The MPs who owe their seats to Tony Blair

October 3, 1997

John Bartle (right) says it was Blair 'wot won it' in six marginal seats

"It was Blair what won it,'' proclaimed The Mirror headline on May 2. "Labour's landslide victory ... is down to one extraordinary man ... Tony Blair."

Talk of elections is dominated by leaders. In the media the contest was transmogrified from a team game (Conservative v Labour) into a gladiatorial contest (Major v Blair).

Leaders' personalities are thought to swing voters from one party to another, possibly proving decisive in determining which party wins. In electoral politics, the theory is of a classical forum in which two or more orators vie for the audience's favour. Commentators and politicians alike toy with the idea of changing the party leader and speculate about its effect on party fortunes.
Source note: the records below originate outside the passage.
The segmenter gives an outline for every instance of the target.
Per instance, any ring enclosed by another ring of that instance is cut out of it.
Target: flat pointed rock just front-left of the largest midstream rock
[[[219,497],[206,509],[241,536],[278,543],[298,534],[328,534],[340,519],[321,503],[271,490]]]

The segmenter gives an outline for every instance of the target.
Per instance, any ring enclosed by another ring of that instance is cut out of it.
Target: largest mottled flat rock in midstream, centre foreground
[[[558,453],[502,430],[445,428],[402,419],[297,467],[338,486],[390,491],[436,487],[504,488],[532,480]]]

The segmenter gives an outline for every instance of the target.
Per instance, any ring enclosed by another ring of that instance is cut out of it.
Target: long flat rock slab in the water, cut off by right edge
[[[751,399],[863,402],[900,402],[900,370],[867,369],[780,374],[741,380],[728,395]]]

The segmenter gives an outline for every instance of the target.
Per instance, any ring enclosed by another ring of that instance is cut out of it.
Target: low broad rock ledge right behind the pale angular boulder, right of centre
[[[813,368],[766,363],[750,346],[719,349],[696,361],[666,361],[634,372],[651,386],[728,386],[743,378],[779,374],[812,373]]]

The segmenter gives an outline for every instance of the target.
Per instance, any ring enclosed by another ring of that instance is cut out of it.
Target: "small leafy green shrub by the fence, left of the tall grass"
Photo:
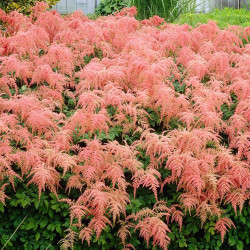
[[[107,16],[125,7],[127,7],[127,0],[101,0],[95,13],[100,16]]]

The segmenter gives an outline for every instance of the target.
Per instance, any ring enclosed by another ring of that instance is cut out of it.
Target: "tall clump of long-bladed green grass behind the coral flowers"
[[[139,19],[157,15],[172,22],[180,14],[194,11],[196,0],[130,0],[129,5],[137,7]]]

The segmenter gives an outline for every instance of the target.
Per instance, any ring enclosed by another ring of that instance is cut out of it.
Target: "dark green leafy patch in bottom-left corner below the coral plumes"
[[[12,191],[7,189],[10,195]],[[26,217],[20,228],[9,240],[5,249],[58,249],[57,243],[69,227],[69,208],[58,202],[52,193],[43,193],[40,201],[37,188],[23,183],[16,185],[16,192],[7,200],[6,207],[0,205],[0,243],[4,245],[11,234]],[[61,195],[59,195],[62,198]]]

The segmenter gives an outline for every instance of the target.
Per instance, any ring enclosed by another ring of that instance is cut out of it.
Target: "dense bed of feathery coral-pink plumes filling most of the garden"
[[[65,249],[110,228],[167,249],[190,216],[223,242],[249,203],[250,28],[45,9],[0,11],[0,202],[53,193]]]

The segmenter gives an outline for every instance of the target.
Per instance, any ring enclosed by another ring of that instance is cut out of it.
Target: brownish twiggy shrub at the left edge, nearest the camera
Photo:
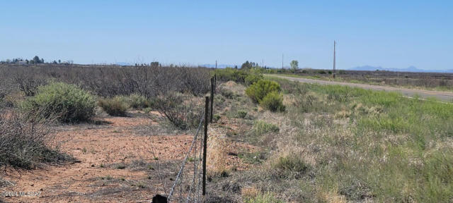
[[[0,168],[34,168],[41,162],[69,159],[50,147],[52,137],[47,123],[30,121],[15,111],[0,114]]]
The notion that "leaders matter" is of tremendous political importance. It affects the authority and freedom of manoeuvre the parties afford their leaders. It affects how the parties campaign. It affects, not least, the position in government of the leader who happens to win. If the victorious leader is given personal credit for having achieved his party's victory, his authority as head of government is likely to be far greater. Ask Blair.
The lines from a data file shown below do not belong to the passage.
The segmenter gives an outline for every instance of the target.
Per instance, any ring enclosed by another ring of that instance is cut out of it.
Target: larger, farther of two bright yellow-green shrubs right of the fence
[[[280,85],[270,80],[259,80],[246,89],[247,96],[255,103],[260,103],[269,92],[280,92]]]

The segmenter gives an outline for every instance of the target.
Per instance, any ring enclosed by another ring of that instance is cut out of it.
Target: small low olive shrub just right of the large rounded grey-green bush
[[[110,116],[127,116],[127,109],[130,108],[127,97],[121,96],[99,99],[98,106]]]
Can political scientists estimate the magnitude of any leadership effects? Together with my colleagues, Ivor Crewe and Anthony King, I constructed statistical models to address this question, using data gathered by Gallup in the final two days of the 1997 election campaign. Our models suggest that, once we know voters' class, general partisan inclinations and prospective evaluations of the parties' performance in office, the addition of further information about their evaluations of the party leaders does little to improve our prediction of how any individual will vote. Leadership evaluations do not loom as large in voters' minds as is often implied. Moreover, they had only a relatively small impact on the outcome on May 1.

Labour's lead over the Conservatives was 3.9 million votes. Our models suggest that favourable evaluations of Tony Blair, compared with John Major, swung 3,000 votes from Conservative to Labour, accounting for just 7 per cent of Labour's lead. If these swing voters were uniformly distributed across the country, Labour would have gained about 425 votes more per constituency from the Conservatives. The six Labour MPs who had a majority of fewer than 850 (Paul Stinchcombe in Wellingborough, Philip Sawford in Kettering, Brian White in Milton Keynes NE, Andy King in Rugby and Kenilworth, Anthony Clarke in Northampton S. and Eileen Gordon in Romford) might therefore owe their seats to favourable evaluations of Blair as a leader.

The lesson is clear. Leaders do have an effect on election outcomes, but it is what they do that influences voters. Only at a very close election, or when voters judge one of the leaders to be incompetent, is personality really likely to come into play. The 1964 general election provided one such example. That of 1997 did not.

John Bartle is a lecturer in government, University of Essex.